Precedente promissor
Hugo não fala da boca para fora sobre a vontade de vencer os melhores, nem sobre a pretensão de superar os chineses. Embora no histórico contra os atletas do país asiático ele leve desvantagem e tenha perdido nas duas vezes que jogou contra Ma Long em torneios oficiais, o passado recente traz boas recordações ao atleta carioca.
Em 2018, quando se consolidou entre os dez melhores do mundo, ele deu exemplos do quanto pode render diante dos chineses em pelo menos duas ocasiões. Primeiro, no Aberto do Catar, quando superou por 4 sets a 0 Lin Gaoyuan, atual número 3 do mundo, e só parou na final diante de outro chinês, Fan Zhendong. Mais tarde, no Grand Finals, disputado na Coreia do Sul, em dezembro devolveu o revés a Fan Zhendong. Bateu o número 1 do mundo e eleito o melhor jogador da temporada 2018 por 4 seta a 2.
Contra Ma Long, contudo, Hugo não tem vitórias oficiais. No circuito da ITTF, foram apenas dois registros. Ambos em Mundiais por equipe. No primeiro, em 2014, no Japão, Hugo era ainda um jovem promissor, de 17 anos, e perdeu por 3 a 0. A última vez que os dois se enfrentaram foi no Mundial por equipes de 2018, em abril, na Suécia. A partida foi na fase de grupos. Calderano perdeu por 3 sets a 0, mas a Seleção Brasileira sairia da competição de cabeça erguida, eliminada apenas pela Alemanha nas quartas de final, com grandes atuações de Calderano. Foi a primeira vez que o Brasil se fixou entre as oito melhores nações do mundo na modalidade.
No Mundial de 2019, aliás, o Brasil também teve outros dois motivos para celebrar a campanha, além da trajetória de Calderano. A edição de Budapeste marcou a primeira vez que o país conseguiu classificar sete atletas para a chave principal, com os 128 melhores, e teve outro fato inédito: o país integrou o seleto grupo de seis nações que qualificaram cinco atletas para a primeira rodada da chave principal masculina. Os outros países com cinco atletas eram China, Alemanha, Coreia do Sul, Suécia e Japão.

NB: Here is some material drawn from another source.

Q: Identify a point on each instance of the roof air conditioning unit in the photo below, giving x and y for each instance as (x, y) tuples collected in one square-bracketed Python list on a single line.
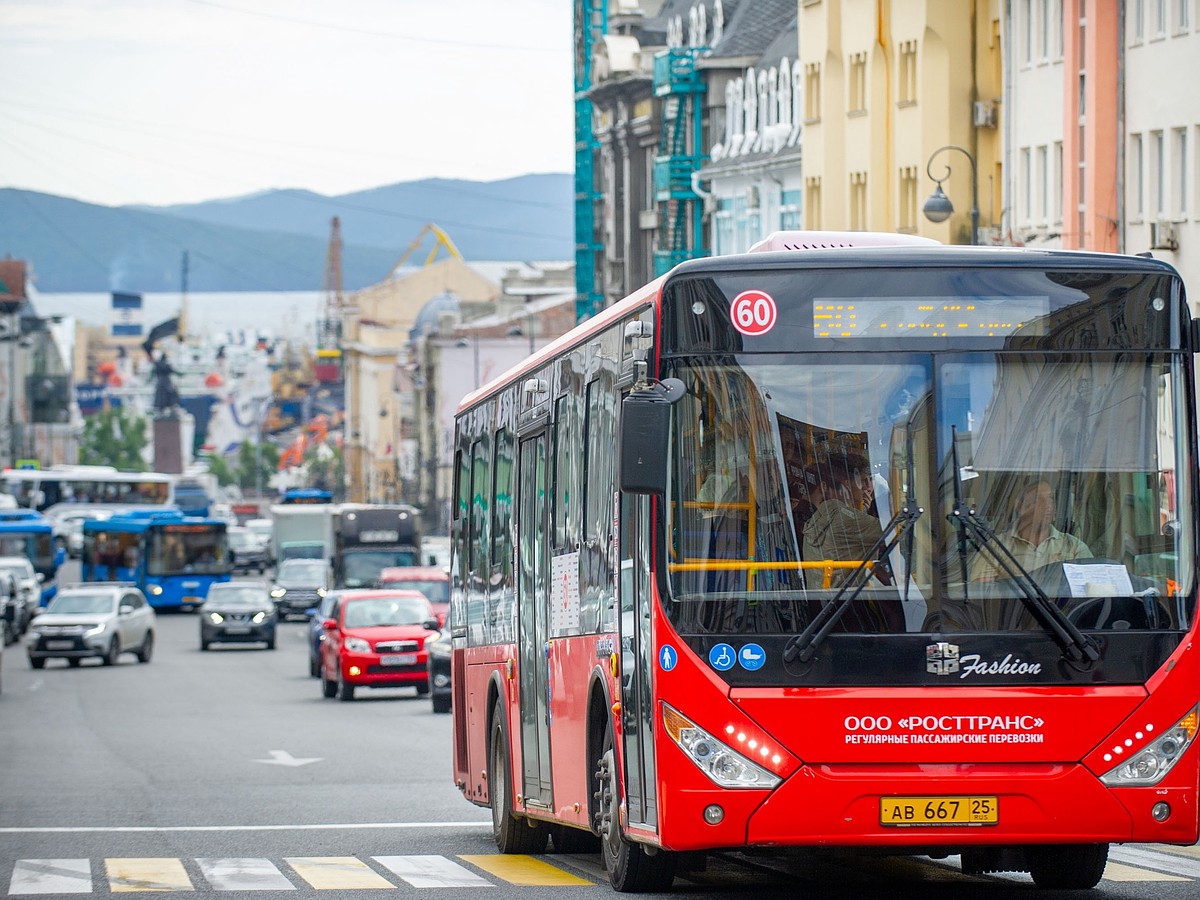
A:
[(1163, 235), (985, 114)]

Na trilha de Biriba e Kano
Somente dois brasileiros na história foram tão longe numa chave de Mundial. O último deles já faz 32 anos. Foi o paulista Claudio Kano, que em 1987 chegou ao grupo dos 16 melhores no torneio disputado em Nova Deli, na Índia. Antes dele, somente Ubiraci Rodrigues da Costa, o Biriba, havia feito o mesmo. Foi na edição de Pequim, na China, em 1961.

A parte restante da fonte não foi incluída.